AUGUSTA, Maine — Mainers don’t head to the ballot box to elect the next governor for another 16 months, but the political mud is already flying between Democrats and Republicans.
On Wednesday, the Maine Democratic Party accused presumptive Republican candidate Les Otten of ripping off President Obama’s Web site. Otten’s camp dismissed the allegation and accused leaders of the other party of being petty.
“We hope our opponents return to talking about the issues that are important to the people of the state of Maine,” Otten’s campaign spokeswoman Edith Smith said in a statement.
Interestingly, Otten isn’t even an official candidate yet. The former Sunday River Ski Resort owner and Boston Red Sox executive announced earlier this week that he was setting up an exploratory committee to consider a run for the Blaine House in 2010.

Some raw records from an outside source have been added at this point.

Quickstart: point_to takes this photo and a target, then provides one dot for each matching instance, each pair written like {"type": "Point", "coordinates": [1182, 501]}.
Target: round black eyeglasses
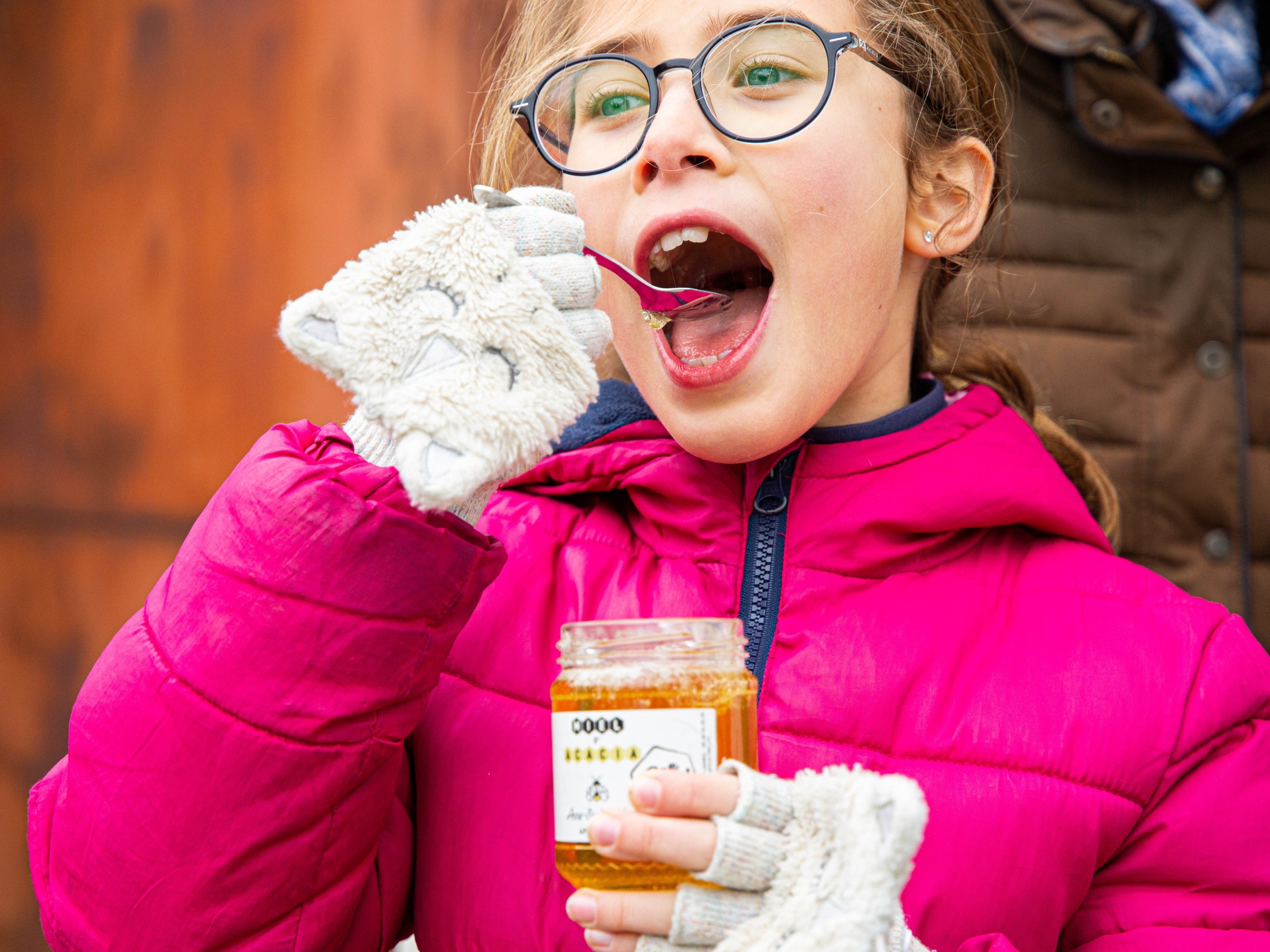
{"type": "Point", "coordinates": [757, 82]}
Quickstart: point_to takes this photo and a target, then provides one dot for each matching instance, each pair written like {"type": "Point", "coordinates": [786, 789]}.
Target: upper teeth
{"type": "Point", "coordinates": [659, 259]}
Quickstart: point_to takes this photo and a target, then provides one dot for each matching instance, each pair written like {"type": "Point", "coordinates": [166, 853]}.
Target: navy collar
{"type": "Point", "coordinates": [621, 404]}
{"type": "Point", "coordinates": [928, 399]}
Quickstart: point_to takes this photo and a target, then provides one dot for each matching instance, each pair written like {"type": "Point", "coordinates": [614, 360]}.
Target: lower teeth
{"type": "Point", "coordinates": [709, 361]}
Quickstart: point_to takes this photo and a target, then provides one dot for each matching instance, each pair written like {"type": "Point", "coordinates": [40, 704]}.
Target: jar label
{"type": "Point", "coordinates": [596, 754]}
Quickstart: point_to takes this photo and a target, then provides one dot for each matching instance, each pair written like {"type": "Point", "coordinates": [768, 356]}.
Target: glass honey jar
{"type": "Point", "coordinates": [633, 696]}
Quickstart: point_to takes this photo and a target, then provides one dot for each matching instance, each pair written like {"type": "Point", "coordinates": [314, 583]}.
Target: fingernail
{"type": "Point", "coordinates": [647, 793]}
{"type": "Point", "coordinates": [604, 831]}
{"type": "Point", "coordinates": [581, 908]}
{"type": "Point", "coordinates": [598, 940]}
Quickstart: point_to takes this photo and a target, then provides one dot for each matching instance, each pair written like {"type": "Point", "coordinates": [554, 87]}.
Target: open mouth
{"type": "Point", "coordinates": [695, 257]}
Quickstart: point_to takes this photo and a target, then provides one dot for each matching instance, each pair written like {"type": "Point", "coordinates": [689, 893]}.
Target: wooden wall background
{"type": "Point", "coordinates": [171, 174]}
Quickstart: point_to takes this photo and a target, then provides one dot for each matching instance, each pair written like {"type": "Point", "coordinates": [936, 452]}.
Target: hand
{"type": "Point", "coordinates": [817, 862]}
{"type": "Point", "coordinates": [468, 337]}
{"type": "Point", "coordinates": [659, 831]}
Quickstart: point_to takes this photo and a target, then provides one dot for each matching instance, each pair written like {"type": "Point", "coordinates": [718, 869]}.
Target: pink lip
{"type": "Point", "coordinates": [727, 367]}
{"type": "Point", "coordinates": [714, 221]}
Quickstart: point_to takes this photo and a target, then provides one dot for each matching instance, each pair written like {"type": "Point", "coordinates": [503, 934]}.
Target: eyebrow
{"type": "Point", "coordinates": [634, 40]}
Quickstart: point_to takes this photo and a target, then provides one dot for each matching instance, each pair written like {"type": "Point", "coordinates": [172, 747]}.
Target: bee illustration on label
{"type": "Point", "coordinates": [597, 791]}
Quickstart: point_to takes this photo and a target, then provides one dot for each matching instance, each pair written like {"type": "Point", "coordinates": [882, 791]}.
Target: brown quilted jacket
{"type": "Point", "coordinates": [1134, 285]}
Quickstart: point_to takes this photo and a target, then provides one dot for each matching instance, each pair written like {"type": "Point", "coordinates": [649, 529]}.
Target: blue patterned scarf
{"type": "Point", "coordinates": [1221, 70]}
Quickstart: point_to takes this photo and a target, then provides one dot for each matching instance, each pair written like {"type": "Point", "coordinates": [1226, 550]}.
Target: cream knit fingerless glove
{"type": "Point", "coordinates": [812, 864]}
{"type": "Point", "coordinates": [466, 341]}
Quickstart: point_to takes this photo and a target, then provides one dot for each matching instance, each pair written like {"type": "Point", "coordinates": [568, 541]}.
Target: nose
{"type": "Point", "coordinates": [680, 140]}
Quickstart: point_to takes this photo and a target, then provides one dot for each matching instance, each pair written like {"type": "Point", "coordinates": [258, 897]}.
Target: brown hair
{"type": "Point", "coordinates": [948, 47]}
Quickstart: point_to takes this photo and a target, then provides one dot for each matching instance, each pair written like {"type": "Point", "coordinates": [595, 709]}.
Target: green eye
{"type": "Point", "coordinates": [765, 77]}
{"type": "Point", "coordinates": [619, 105]}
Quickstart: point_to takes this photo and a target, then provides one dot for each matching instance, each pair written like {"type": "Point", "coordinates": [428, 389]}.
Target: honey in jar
{"type": "Point", "coordinates": [634, 696]}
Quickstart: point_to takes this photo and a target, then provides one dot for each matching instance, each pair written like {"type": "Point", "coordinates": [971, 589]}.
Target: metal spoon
{"type": "Point", "coordinates": [661, 305]}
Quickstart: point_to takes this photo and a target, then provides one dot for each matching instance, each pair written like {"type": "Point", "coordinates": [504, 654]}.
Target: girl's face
{"type": "Point", "coordinates": [817, 229]}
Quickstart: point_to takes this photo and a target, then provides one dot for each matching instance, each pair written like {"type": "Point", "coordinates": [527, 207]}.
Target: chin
{"type": "Point", "coordinates": [735, 435]}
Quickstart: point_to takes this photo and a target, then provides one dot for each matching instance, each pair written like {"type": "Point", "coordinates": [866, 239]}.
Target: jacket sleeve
{"type": "Point", "coordinates": [235, 770]}
{"type": "Point", "coordinates": [1194, 874]}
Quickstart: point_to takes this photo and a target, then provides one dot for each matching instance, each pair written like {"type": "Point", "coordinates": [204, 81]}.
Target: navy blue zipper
{"type": "Point", "coordinates": [765, 557]}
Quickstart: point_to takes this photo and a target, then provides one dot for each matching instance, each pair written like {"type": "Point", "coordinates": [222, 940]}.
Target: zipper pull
{"type": "Point", "coordinates": [771, 498]}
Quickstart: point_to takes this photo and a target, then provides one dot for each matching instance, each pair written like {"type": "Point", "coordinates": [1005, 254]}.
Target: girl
{"type": "Point", "coordinates": [328, 725]}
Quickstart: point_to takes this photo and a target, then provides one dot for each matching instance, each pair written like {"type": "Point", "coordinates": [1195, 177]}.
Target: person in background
{"type": "Point", "coordinates": [1136, 275]}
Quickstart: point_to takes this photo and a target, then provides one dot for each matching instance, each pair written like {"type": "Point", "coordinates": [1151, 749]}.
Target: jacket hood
{"type": "Point", "coordinates": [1070, 28]}
{"type": "Point", "coordinates": [974, 465]}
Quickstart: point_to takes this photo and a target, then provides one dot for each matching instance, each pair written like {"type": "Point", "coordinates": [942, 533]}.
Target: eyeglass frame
{"type": "Point", "coordinates": [835, 45]}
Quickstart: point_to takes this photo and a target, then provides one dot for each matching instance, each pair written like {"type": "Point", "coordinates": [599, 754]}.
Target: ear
{"type": "Point", "coordinates": [950, 199]}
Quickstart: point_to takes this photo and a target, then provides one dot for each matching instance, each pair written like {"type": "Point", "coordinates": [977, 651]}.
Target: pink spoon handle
{"type": "Point", "coordinates": [652, 298]}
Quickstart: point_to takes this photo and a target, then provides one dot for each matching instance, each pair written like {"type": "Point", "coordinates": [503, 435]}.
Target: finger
{"type": "Point", "coordinates": [609, 942]}
{"type": "Point", "coordinates": [623, 912]}
{"type": "Point", "coordinates": [573, 281]}
{"type": "Point", "coordinates": [591, 328]}
{"type": "Point", "coordinates": [664, 839]}
{"type": "Point", "coordinates": [539, 232]}
{"type": "Point", "coordinates": [677, 794]}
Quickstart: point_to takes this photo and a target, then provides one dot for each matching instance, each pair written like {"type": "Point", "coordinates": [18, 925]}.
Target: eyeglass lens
{"type": "Point", "coordinates": [758, 83]}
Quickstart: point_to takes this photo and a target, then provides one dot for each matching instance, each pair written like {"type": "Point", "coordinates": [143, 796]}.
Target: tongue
{"type": "Point", "coordinates": [724, 332]}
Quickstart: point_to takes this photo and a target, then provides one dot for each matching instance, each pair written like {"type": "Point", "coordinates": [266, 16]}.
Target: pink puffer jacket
{"type": "Point", "coordinates": [1094, 743]}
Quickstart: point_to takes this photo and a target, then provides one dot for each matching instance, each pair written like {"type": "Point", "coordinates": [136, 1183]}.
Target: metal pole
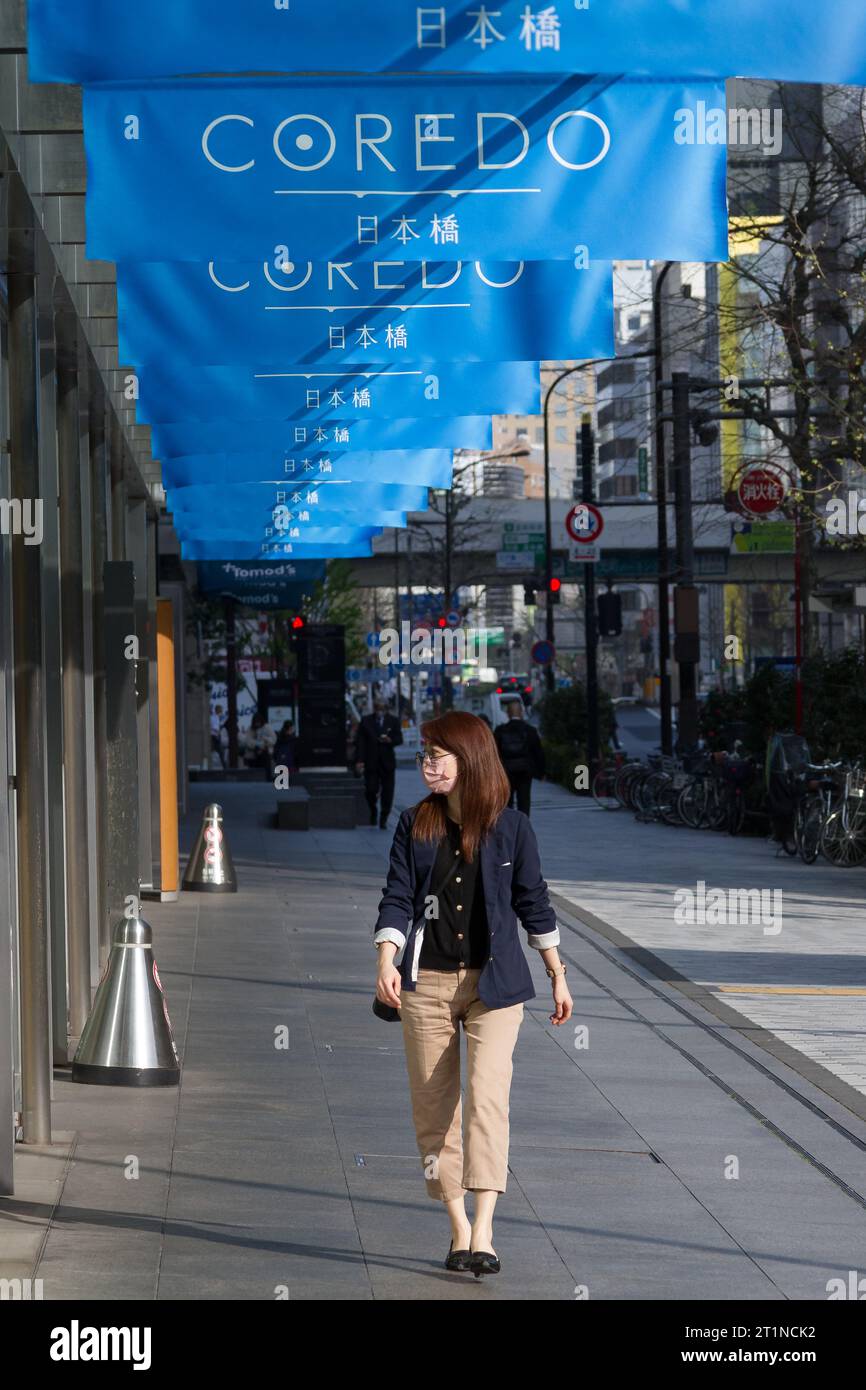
{"type": "Point", "coordinates": [590, 615]}
{"type": "Point", "coordinates": [396, 616]}
{"type": "Point", "coordinates": [27, 628]}
{"type": "Point", "coordinates": [99, 478]}
{"type": "Point", "coordinates": [549, 615]}
{"type": "Point", "coordinates": [118, 491]}
{"type": "Point", "coordinates": [665, 704]}
{"type": "Point", "coordinates": [798, 630]}
{"type": "Point", "coordinates": [231, 680]}
{"type": "Point", "coordinates": [74, 701]}
{"type": "Point", "coordinates": [446, 685]}
{"type": "Point", "coordinates": [687, 598]}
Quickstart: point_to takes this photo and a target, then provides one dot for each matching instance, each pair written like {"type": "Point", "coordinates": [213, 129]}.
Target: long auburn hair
{"type": "Point", "coordinates": [484, 787]}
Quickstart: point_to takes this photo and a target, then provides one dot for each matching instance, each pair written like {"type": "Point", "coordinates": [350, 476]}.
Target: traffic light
{"type": "Point", "coordinates": [609, 615]}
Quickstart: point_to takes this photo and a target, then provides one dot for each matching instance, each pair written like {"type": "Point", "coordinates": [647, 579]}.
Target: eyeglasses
{"type": "Point", "coordinates": [431, 759]}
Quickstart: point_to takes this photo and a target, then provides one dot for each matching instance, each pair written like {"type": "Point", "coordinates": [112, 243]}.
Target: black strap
{"type": "Point", "coordinates": [455, 865]}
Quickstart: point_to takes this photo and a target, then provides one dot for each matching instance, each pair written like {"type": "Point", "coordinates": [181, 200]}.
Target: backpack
{"type": "Point", "coordinates": [513, 740]}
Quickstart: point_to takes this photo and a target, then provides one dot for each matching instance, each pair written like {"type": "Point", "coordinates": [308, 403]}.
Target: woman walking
{"type": "Point", "coordinates": [463, 868]}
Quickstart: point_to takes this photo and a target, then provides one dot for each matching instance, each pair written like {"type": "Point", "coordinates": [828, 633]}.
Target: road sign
{"type": "Point", "coordinates": [583, 553]}
{"type": "Point", "coordinates": [542, 652]}
{"type": "Point", "coordinates": [513, 560]}
{"type": "Point", "coordinates": [584, 523]}
{"type": "Point", "coordinates": [761, 491]}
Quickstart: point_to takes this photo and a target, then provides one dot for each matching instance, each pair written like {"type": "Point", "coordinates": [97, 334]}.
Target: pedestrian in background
{"type": "Point", "coordinates": [378, 734]}
{"type": "Point", "coordinates": [285, 748]}
{"type": "Point", "coordinates": [259, 744]}
{"type": "Point", "coordinates": [463, 869]}
{"type": "Point", "coordinates": [521, 755]}
{"type": "Point", "coordinates": [216, 734]}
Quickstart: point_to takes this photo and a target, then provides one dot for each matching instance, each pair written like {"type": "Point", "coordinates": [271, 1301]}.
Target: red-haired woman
{"type": "Point", "coordinates": [463, 868]}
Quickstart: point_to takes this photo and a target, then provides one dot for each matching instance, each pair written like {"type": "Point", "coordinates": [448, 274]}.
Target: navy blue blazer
{"type": "Point", "coordinates": [513, 887]}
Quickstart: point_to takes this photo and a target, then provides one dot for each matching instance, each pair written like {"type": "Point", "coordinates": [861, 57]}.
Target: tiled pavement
{"type": "Point", "coordinates": [296, 1169]}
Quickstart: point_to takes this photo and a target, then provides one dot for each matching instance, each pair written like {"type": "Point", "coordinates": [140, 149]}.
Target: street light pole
{"type": "Point", "coordinates": [665, 702]}
{"type": "Point", "coordinates": [569, 371]}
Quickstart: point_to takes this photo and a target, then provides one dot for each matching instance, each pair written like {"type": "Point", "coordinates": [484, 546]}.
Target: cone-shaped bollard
{"type": "Point", "coordinates": [210, 866]}
{"type": "Point", "coordinates": [127, 1039]}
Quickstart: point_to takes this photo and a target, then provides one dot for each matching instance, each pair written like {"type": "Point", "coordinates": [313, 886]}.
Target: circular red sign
{"type": "Point", "coordinates": [761, 491]}
{"type": "Point", "coordinates": [584, 523]}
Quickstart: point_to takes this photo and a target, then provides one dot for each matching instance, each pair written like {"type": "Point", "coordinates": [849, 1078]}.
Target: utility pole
{"type": "Point", "coordinates": [231, 681]}
{"type": "Point", "coordinates": [665, 702]}
{"type": "Point", "coordinates": [687, 630]}
{"type": "Point", "coordinates": [396, 613]}
{"type": "Point", "coordinates": [449, 527]}
{"type": "Point", "coordinates": [590, 616]}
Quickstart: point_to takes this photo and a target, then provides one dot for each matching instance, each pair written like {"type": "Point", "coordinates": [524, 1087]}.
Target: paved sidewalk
{"type": "Point", "coordinates": [804, 984]}
{"type": "Point", "coordinates": [296, 1169]}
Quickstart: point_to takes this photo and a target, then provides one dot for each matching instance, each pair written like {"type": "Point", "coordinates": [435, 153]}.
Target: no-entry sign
{"type": "Point", "coordinates": [761, 491]}
{"type": "Point", "coordinates": [584, 523]}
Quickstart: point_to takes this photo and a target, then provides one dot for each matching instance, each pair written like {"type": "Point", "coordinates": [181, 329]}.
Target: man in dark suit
{"type": "Point", "coordinates": [378, 734]}
{"type": "Point", "coordinates": [520, 754]}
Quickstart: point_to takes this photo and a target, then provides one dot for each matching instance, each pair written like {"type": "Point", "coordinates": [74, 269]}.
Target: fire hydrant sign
{"type": "Point", "coordinates": [584, 523]}
{"type": "Point", "coordinates": [761, 491]}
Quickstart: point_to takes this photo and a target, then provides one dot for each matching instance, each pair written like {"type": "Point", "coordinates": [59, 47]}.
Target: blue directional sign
{"type": "Point", "coordinates": [86, 41]}
{"type": "Point", "coordinates": [321, 395]}
{"type": "Point", "coordinates": [376, 310]}
{"type": "Point", "coordinates": [352, 168]}
{"type": "Point", "coordinates": [341, 435]}
{"type": "Point", "coordinates": [260, 585]}
{"type": "Point", "coordinates": [253, 548]}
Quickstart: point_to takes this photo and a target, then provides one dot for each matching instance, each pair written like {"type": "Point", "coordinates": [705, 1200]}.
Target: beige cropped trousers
{"type": "Point", "coordinates": [431, 1019]}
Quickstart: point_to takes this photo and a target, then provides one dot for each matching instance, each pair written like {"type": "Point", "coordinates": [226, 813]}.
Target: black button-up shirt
{"type": "Point", "coordinates": [459, 936]}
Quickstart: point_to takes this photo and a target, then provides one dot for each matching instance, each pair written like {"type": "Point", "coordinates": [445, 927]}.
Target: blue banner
{"type": "Point", "coordinates": [280, 523]}
{"type": "Point", "coordinates": [85, 41]}
{"type": "Point", "coordinates": [427, 392]}
{"type": "Point", "coordinates": [417, 470]}
{"type": "Point", "coordinates": [332, 503]}
{"type": "Point", "coordinates": [260, 531]}
{"type": "Point", "coordinates": [275, 551]}
{"type": "Point", "coordinates": [260, 585]}
{"type": "Point", "coordinates": [392, 312]}
{"type": "Point", "coordinates": [362, 168]}
{"type": "Point", "coordinates": [342, 435]}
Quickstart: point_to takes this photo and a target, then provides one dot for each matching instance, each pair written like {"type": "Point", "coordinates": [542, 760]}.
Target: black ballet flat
{"type": "Point", "coordinates": [458, 1260]}
{"type": "Point", "coordinates": [484, 1262]}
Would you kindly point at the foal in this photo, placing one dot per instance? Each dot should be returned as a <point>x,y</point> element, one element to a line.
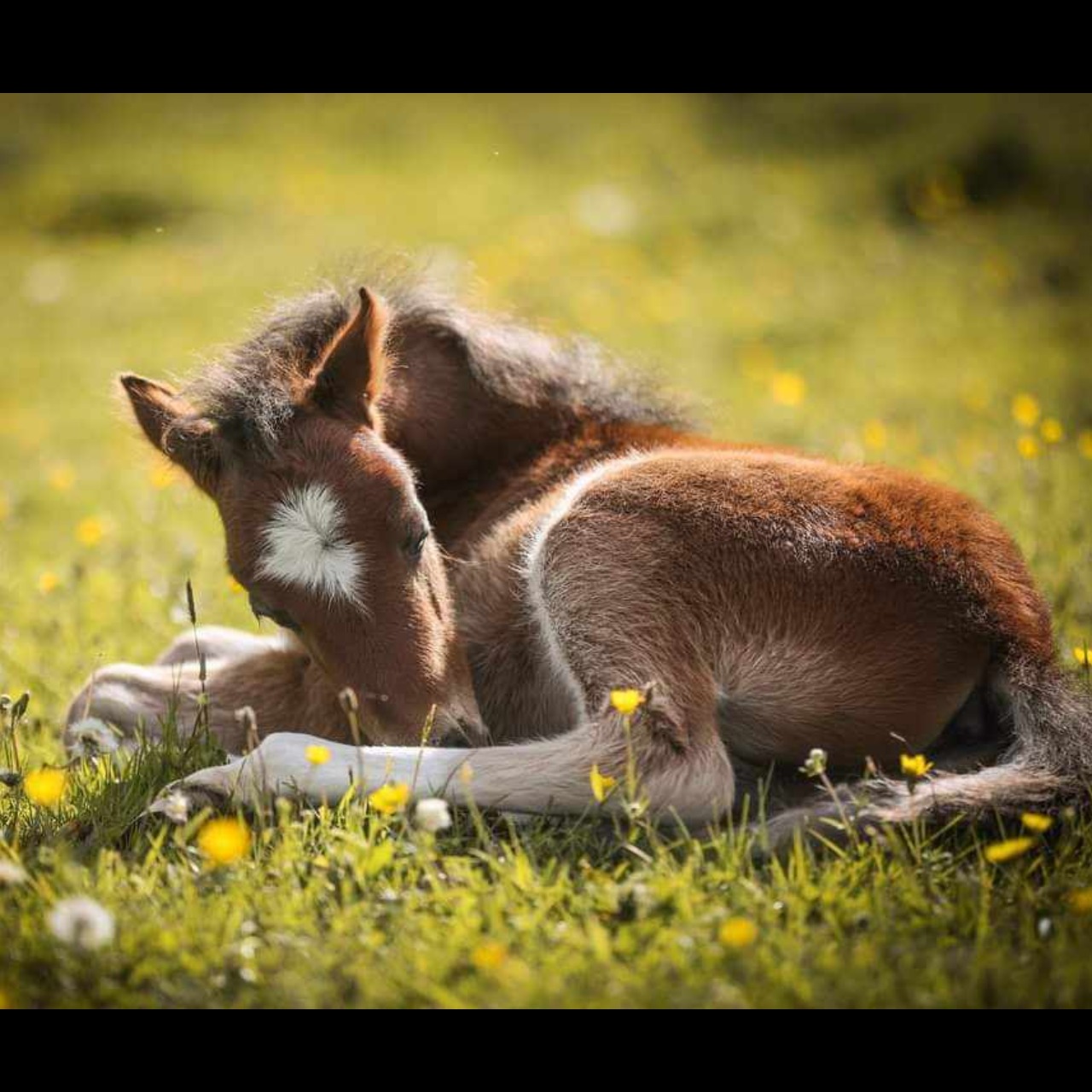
<point>764,603</point>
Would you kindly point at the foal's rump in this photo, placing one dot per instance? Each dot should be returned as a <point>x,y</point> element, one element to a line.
<point>783,603</point>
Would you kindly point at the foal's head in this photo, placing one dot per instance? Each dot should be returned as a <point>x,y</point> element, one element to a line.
<point>326,532</point>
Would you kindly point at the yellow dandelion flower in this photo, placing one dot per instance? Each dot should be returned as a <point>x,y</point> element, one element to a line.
<point>915,765</point>
<point>224,841</point>
<point>1053,430</point>
<point>1029,448</point>
<point>90,532</point>
<point>627,702</point>
<point>874,436</point>
<point>1003,852</point>
<point>1037,823</point>
<point>1080,902</point>
<point>738,932</point>
<point>48,582</point>
<point>1026,410</point>
<point>390,799</point>
<point>317,755</point>
<point>601,784</point>
<point>61,478</point>
<point>163,475</point>
<point>490,956</point>
<point>46,787</point>
<point>787,389</point>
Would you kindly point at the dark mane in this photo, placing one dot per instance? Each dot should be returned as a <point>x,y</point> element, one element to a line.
<point>250,388</point>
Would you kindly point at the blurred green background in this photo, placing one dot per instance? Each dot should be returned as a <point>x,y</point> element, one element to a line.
<point>896,276</point>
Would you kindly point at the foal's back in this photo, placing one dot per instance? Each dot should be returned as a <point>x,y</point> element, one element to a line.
<point>780,601</point>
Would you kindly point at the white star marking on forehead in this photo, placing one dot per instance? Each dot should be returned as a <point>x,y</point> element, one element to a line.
<point>305,545</point>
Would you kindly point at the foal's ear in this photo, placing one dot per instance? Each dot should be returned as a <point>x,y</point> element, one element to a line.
<point>172,427</point>
<point>350,378</point>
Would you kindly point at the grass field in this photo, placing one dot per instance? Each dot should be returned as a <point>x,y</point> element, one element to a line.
<point>897,277</point>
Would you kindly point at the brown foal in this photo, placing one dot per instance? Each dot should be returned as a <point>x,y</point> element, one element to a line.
<point>490,526</point>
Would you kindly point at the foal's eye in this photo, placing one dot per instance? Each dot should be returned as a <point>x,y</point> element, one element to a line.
<point>415,543</point>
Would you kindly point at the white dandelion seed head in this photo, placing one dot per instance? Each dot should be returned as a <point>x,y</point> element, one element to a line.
<point>82,923</point>
<point>433,816</point>
<point>92,736</point>
<point>12,874</point>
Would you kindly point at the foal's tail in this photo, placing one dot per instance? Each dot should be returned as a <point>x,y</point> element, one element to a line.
<point>1046,768</point>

But Otten’s well-polished and professionally designed Web site quickly caught the attention of Democratic party leaders. In fact, party executive director Arden Manning suggests that the reason the site is so slick is that Otten essentially pilfered it from Obama’s historic campaign.
In his own written missive sent to the press, Manning seized upon similarities between graphics on both sites built around the letter “O.”
Obama’s graphic features what appears to be a sun rising over red and white stripes (or fields) against a blue background. Otten’s graphic displays an apparent sun rising over blue and white stripes (or water) with green hills and a green leaf. It also has stars set against a red background where the sky would be.
“Republicans just don’t get it,” Manning said in his statement. “They think they can succeed if they stand for all the same ideas that were soundly defeated in 2008 and support all the same policies as George W Bush, but simply change their branding to copy Barack Obama’s Web site and logo. Well, to copy an Obama slogan myself, ‘That’s not change, that’s more of the same.’”
Otten’s campaign countered that the site was built from scratch by INsyt of Farmington. The company, Smith said, used standard industry templates and colors found on political Web sites nationwide.
As for the use of “O,” Smith wrote that also happens to the first letter of Otten as well.